The Ecuador Reader PDF Author: Carlos de la Torre
Publisher: Duke University Press
ISBN: 0822390116
Category : History
Languages : en
Pages : 450

Book Description
Encompassing Amazonian rainforests, Andean peaks, coastal lowlands, and the Galápagos Islands, Ecuador’s geography is notably diverse. So too are its history, culture, and politics, all of which are examined from many perspectives in The Ecuador Reader. Spanning the years before the arrival of the Spanish in the early 1500s to the present, this rich anthology addresses colonialism, independence, the nation’s integration into the world economy, and its tumultuous twentieth century. Interspersed among forty-eight written selections are more than three dozen images. The voices and creations of Ecuadorian politicians, writers, artists, scholars, activists, and journalists fill the Reader, from José María Velasco Ibarra, the nation’s ultimate populist and five-time president, to Pancho Jaime, a political satirist; from Julio Jaramillo, a popular twentieth-century singer, to anonymous indigenous women artists who produced ceramics in the 1500s; and from the poems of Afro-Ecuadorians, to the fiction of the vanguardist Pablo Palacio, to a recipe for traditional Quiteño-style shrimp. The Reader includes an interview with Nina Pacari, the first indigenous woman elected to Ecuador’s national assembly, and a reflection on how to balance tourism with the protection of the Galápagos Islands’ magnificent ecosystem. Complementing selections by Ecuadorians, many never published in English, are samples of some of the best writing on Ecuador by outsiders, including an account of how an indigenous group with non-Inca origins came to see themselves as definitively Incan, an exploration of the fascination with the Andes from the 1700s to the present, chronicles of the less-than-exemplary behavior of U.S. corporations in Ecuador, an examination of Ecuadorians’ overseas migration, and a look at the controversy surrounding the selection of the first black Miss Ecuador.

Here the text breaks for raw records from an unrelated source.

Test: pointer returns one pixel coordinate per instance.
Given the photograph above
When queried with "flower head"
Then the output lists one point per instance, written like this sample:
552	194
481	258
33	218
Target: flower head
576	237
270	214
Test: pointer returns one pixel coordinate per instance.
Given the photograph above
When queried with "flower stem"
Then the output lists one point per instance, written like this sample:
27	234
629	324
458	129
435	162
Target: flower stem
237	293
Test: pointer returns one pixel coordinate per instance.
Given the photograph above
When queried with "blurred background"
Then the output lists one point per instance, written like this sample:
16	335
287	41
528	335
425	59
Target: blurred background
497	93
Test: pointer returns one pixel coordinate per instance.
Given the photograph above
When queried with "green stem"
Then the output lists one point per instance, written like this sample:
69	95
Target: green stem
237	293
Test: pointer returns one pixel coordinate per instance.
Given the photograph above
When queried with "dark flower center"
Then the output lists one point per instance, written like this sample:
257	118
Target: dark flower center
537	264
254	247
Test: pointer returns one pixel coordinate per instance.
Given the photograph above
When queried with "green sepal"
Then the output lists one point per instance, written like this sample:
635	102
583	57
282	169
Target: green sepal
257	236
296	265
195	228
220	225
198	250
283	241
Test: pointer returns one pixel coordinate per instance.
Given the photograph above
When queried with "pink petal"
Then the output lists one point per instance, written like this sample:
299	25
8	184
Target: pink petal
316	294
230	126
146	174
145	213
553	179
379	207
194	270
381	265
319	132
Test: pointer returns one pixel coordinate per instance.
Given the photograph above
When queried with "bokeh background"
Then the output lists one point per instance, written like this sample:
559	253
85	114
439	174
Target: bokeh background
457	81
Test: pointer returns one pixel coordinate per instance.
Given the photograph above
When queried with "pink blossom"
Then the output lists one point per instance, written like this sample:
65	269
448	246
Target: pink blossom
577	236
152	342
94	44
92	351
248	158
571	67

A Guide to Reference Materials of Colombia, Ecuador, and Venezuela Useful in the Social Sciences and Humanities

A Guide to Reference Materials of Colombia, Ecuador, and Venezuela Useful in the Social Sciences and Humanities PDF Author: Alice Gayle Hudgens Watson
Publisher:
ISBN:
Category : Colombia
Languages : en
Pages : 378

Book Description


The Palgrave Handbook of the Public Servant

The Palgrave Handbook of the Public Servant PDF Author: Helen Sullivan
Publisher: Palgrave Macmillan
ISBN: 9783030299798
Category : Political Science
Languages : en
Pages : 1737

Book Description
The Palgrave Handbook of the Public Servant examines what it means to be a public servant in today’s world(s) where globalisation and neoliberalism have proliferated the number of actors who contribute to the public purpose sector and created new spaces that public servants now operate in. It considers how different scholarly approaches can contribute to a better understanding of the identities, motivations, values, roles, skills, positions and futures for the public servant, and how scholarly knowledge can be informed by and translated into value for practice. The book combines academic contributions with those from practitioners so that key lessons may be synthesised and translated into the context of the public servant.